Empty signifiers: New approaches to discourse analysis in infrastructure
Event details
Speakers: Ed Aktins (Bristol University), Aurora Ganz (Queen Mary University of London) and Joshua Kirshner (University of York), with discussion with Barnaby Dye (University of York), convened by Joshua Kirshner
Summary: What can critical discourse analysis, as both a method and conceptual approach, reveal in research into the development of connective infrastructures (roads, railways, ICT networks), past and present? The panel will examine the theoretical and political implications of these questions through the notion of an ‘empty signifier’: a free-floating container of multiple meanings, histories, and practices.
About this event: In this IGDC webinar will consider how the study of connective infrastructures, past and present – e.g., roads, railways, pipelines, oil drills, buildings, TV stations – can be enriched by the theoretical lens of Ernesto Laclau and Chantal Mouffe. The speakers will reflect on the framing of such large-scale projects as ‘empty signifiers’, in whose interests this is done, for what purposes, and what insights a critical discourse analysis approach may reveal. Through detailed engagement with Laclau and Mouffe’s work, we will explore examples of materialist discourse analysis applied to infrastructural developments in places ranging from Azerbaijan, Mozambique, and the UK.
The panel will examine the theoretical and political implications of these questions through the notion of an ‘empty signifier’: a free-floating container of multiple meanings, histories, and practices. The concept makes it possible to explain how certain words or phrases acquire political importance, and how ongoing political struggles seek to establish the definition of certain terms, giving them relevance for social processes. As claims for their economic necessity and appropriateness ebb and flow, such infrastructures can harbour different meanings to different actors, helpfully organising their conflicting interests and concerns, while pointing to a desired future of progress, connectivity and security that may support some but exclude others. The sites and projects we will examine are located in different settings but share common features as powerful imaginary spaces for advancing disparate – and even conflicting – political projects and specific configurations of government and state-society relations. Tracing their discursive framing can reveal much about such imaginations, their traction and staying power, along with the spaces for political intervention and resistance that they offer.
Based on new work, Ed Aktins (Bristol University) will trace the narratives pushed in an emergent, peripheral but powerful right-wing media source in the UK: GB News. Through an analysis of programming in 2023 on two cases of climate and action (namely ULEZ in London and Just Stop Oil protests), he highlights the emergence of certain objects as key symbols in the formation of antagonist identities. From gas stoves to orange paint and white Ford Transits, numerous symbols emerge in attempts to constitute a new working-class anti-environmentalism. These items, previously banal and everyday, are presented by far-right media as linking associating working-class communities with resistance against perceived climate alarmism.

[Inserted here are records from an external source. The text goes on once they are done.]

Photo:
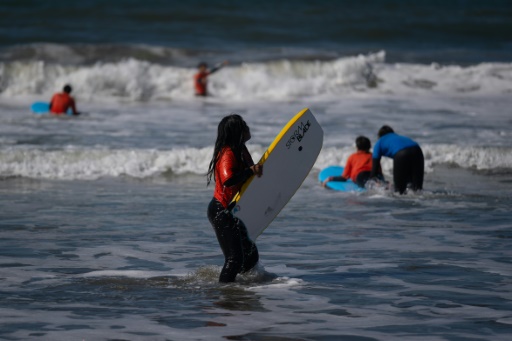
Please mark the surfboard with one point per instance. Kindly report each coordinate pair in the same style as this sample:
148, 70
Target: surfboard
43, 108
344, 186
286, 163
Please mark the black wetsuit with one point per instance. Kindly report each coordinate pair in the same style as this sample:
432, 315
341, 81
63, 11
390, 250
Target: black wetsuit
408, 168
239, 250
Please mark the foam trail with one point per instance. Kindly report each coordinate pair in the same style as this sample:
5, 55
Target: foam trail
136, 80
90, 163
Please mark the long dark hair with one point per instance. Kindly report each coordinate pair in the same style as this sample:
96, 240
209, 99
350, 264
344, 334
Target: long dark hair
230, 133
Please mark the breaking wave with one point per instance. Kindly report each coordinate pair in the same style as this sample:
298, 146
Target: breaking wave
86, 163
148, 79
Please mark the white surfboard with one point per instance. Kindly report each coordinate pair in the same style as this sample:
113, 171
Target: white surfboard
286, 163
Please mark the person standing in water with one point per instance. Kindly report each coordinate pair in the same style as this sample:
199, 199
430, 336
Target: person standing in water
230, 167
359, 165
62, 101
201, 77
408, 160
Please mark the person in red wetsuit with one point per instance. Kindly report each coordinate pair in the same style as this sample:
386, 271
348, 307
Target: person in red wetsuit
359, 165
230, 167
201, 77
62, 101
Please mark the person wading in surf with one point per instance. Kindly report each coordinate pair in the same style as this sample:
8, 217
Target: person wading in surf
408, 160
201, 77
62, 101
359, 165
230, 167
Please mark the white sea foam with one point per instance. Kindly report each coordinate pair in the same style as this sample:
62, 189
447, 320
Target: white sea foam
92, 163
132, 79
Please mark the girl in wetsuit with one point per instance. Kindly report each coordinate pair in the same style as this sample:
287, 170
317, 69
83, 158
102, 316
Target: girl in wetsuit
231, 166
408, 160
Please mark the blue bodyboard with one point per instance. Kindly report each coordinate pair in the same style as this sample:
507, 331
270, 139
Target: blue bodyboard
344, 186
43, 108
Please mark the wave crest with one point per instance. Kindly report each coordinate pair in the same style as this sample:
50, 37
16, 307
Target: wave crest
133, 79
94, 163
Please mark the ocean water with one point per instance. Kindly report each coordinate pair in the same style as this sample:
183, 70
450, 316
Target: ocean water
103, 228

Aurora Ganz (Queen Mary University, London) will discuss how collective emotions are ontologically bound to the securitisation of energy while putting forward an innovative method that engages materiality and discourse in securitisation theory (ST). Aurora will present findings based on research conducted in Azerbaijan, where she explored how collective pride is anchored to materialisations and reiterative identity discourses that stick to energy sites and align with the nation in ways that fit with the coercive and controlling nature of securitisation. Curious to understand how things assemble with human emotions in the process of energy securitisation, Aurora’s work focused on energy objects (e.g., oil and gas and their derivatives, electricity, pipelines, pumps, onshore and offshore drills), security technologies (e.g., weapons, CCTV cameras, sensors, radar and drones) and architecture (e.g. statues, buildings).

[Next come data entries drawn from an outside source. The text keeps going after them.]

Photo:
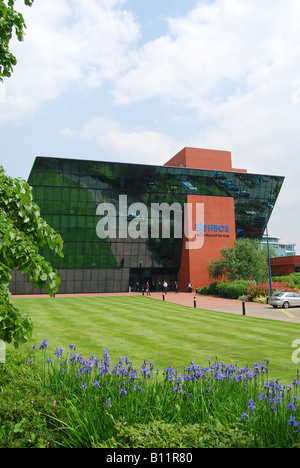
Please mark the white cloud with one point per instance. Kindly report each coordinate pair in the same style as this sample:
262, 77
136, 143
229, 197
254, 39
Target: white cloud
221, 49
137, 145
67, 44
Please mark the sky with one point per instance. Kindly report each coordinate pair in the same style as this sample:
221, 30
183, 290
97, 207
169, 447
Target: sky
136, 81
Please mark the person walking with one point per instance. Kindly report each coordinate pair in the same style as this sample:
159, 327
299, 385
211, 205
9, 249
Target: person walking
148, 289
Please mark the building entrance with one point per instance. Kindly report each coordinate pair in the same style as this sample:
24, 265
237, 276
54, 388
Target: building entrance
155, 277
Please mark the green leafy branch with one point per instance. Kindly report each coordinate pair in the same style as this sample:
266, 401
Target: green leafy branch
22, 233
10, 21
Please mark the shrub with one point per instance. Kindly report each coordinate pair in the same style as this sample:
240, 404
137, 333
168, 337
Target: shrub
232, 290
204, 290
260, 299
256, 290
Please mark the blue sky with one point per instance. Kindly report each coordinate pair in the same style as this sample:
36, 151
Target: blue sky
128, 80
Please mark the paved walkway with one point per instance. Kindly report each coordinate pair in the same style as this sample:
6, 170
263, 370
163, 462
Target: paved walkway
232, 306
208, 303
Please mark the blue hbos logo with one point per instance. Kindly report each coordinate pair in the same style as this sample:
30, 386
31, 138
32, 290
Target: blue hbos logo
212, 228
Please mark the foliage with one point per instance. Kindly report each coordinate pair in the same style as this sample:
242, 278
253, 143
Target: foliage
260, 300
10, 20
159, 434
26, 411
232, 289
101, 405
227, 289
22, 233
263, 290
243, 261
293, 280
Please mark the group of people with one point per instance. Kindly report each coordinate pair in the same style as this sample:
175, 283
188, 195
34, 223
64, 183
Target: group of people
165, 286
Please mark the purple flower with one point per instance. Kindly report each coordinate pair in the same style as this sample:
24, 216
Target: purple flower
44, 344
108, 403
292, 422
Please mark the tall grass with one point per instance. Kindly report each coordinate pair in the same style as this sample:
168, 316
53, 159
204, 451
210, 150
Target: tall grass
98, 400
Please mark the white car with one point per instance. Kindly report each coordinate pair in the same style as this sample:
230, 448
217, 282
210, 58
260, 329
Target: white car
285, 299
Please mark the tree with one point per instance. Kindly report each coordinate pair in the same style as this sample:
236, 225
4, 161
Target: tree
244, 261
10, 21
22, 233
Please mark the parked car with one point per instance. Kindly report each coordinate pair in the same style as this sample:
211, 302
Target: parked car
285, 299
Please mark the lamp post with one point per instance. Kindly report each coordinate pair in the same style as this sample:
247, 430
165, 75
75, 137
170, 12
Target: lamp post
269, 259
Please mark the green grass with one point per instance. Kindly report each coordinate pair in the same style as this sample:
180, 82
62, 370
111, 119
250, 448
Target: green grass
164, 333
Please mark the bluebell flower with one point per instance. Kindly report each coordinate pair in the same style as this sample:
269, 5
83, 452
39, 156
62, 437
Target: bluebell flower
108, 403
44, 344
292, 422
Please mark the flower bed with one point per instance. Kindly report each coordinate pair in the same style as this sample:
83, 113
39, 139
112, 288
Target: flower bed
99, 399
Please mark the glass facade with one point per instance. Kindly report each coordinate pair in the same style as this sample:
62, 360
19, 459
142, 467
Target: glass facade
68, 193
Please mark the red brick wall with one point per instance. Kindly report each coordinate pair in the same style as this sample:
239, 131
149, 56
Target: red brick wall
219, 212
199, 158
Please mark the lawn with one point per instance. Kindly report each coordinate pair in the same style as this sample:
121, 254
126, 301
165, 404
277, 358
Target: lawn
164, 333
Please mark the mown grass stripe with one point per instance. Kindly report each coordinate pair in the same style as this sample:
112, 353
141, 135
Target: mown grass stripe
164, 333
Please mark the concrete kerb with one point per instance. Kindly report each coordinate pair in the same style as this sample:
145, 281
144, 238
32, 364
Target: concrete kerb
210, 303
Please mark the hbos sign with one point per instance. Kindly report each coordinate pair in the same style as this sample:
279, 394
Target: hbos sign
212, 228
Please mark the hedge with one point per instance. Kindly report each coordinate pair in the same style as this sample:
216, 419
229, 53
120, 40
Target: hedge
257, 290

Presenting a recent paper co-authored with Idalina Baptista (Oxford University), Josh Kirshner (University of York) will explore the use of development corridors as a framing concept/construct in the Indian Ocean nation of Mozambique. He will examine the continuities between the three contemporary Mozambican corridors and older colonial transitways that connected the three cities to British colonial interests in southern Africa.
Then, drawing on Laclau and Mouffe’s discourse analysis, he will suggest that corridors can serve as empty signifiers, becoming linked to various, often diverse understandings, standing for fluid yet enduring ambitions of connectivity, competitiveness, and regional integration. Accordingly, elites, investors and donors have presented corridors as technical, apolitical projects, built in the interest of social and economic development, irrespective of their success in delivering benefits to local communities. After scrutinising recent investments in the three corridors, he will reflect on their role in the construction of a ‘new’ Mozambican economic order that is nevertheless deeply entangled in the country’s past.